= Murder of Shandee Blackburn =

2013 murder in Australia

Shandee Blackburn (11 June 1989 – 9 February 2013) was a 23-year-old woman who was murdered in Mackay, Queensland, Australia in February 2013. Blackburn's ex-boyfriend, John Peros, was initially charged with her murder, but was then acquitted in 2017 at trial. A 2019 coronial inquest, however, later identified Peros as the main suspect. A podcast by The Australian's Hedley Thomas was released in late 2021 which detailed the entirety of the case and issues concerning the investigation. As a result of the renewed interest created, the coronial inquest was reopened in February 2022.

== Murder ==
On 9 February 2013, just after midnight, Blackburn was walking home alone from her workplace in Mackay. CC TV captured Blackburn on her walk along Boddington Street before being ambushed about 100 metres from her house by an attacker. She was stabbed 23 times in multiple places including the neck, head, and chest including defensive wounds on her arms.

Due to her neck injuries, she was unable to call for help and crawled to the nearby gutter where she was heard by a neighbour, Ringo Tapim, who frantically called emergency services. An ambulance arrived a short time later at 12:26am, and attempts were made to resuscitate her before she was taken to hospital where she was pronounced dead.

Detective Scott Furlong of Queensland's Homicide Investigation Unit led the murder investigation into Ms Blackburn's death.

== Court hearings and trial ==
On 4 September 2014, ex-boyfriend John Peros was arrested and charged for the murder of Blackburn. The following day, he attended Brisbane Magistrates Court to answer to the charge and was remanded in custody to face a committal hearing in Mackay. The committal hearing was delayed and went ahead from 15 February 2016. At the hearing, another suspect, William Daniel, was questioned, and denied being the perpetrator. Given the ferocity of the attack, it was also speculated that her attacker was possibly high on methamphetamine.

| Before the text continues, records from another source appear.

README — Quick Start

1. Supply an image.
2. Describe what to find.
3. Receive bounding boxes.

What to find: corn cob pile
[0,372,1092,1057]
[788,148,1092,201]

At trial in the Supreme Court, further evidence linking Peros was given but nothing was produced that directly linked him to the murder. On 7 April 2017, Peros was found not guilty of murder by a jury.

== Controversy ==
Despite the evidence pointing to Peros, he was acquitted at trial, which led some to question the quality of the forensic evidence processing by the state-run laboratory. A former forensic biologist called the handling a "forensic train wreck". Dr. Kristy Wright advised that there had been 17 incorrect results released from the laboratory. The Blackburn family's lawyer said to media that the evidence should be re-tested so that any new disparate pieces of evidence could be found. Due to the legal process already having acquitted Peros on the evidence presented at trial, new evidence would be required to successfully ensure he is held culpable for the crime.

== Coronial inquests ==
A coronial inquest was scheduled for July 2019. At a pre-inquest hearing in May 2019, Coroner David O'Connell told the court that a conflict of interest around a detective sergeant and William Daniel being related was not within the scope of the inquest.

On 8 July 2019, John Peros told the inquest that his memory of the time was poor. As the inquest continued, it was shown the evidence against Peros, including CCTV footage of a Toyota Hilux of the same age and colour as one he owned nearby the scene of the crime, six minutes prior. A witness recalled a time Peros made a statement about wanting to stab Blackburn. On 21 August 2020, O'Connell gave his findings that Peros was indeed responsible for the murder of Blackburn - despite being acquitted three years prior.

In December 2021, the renewed media coverage triggered by the podcast "Shandee's Story", and the mentioning of the forensic laboratory failures in Queensland Parliament, caused Blackburn's mother to call on the coronial inquest to be re-opened. The second coronial inquest was opened in February 2022.

== Media ==
In October 2021, the first episode of the crime podcast "Shandee's Story", narrated by journalist Hedley Thomas and produced by The Australian, was released and further episodes released weekly.

In February 2022, a documentary by Thomas called Shandee’s Story: The Search for Justice also helped focus attention on the inadequacies of the investigation.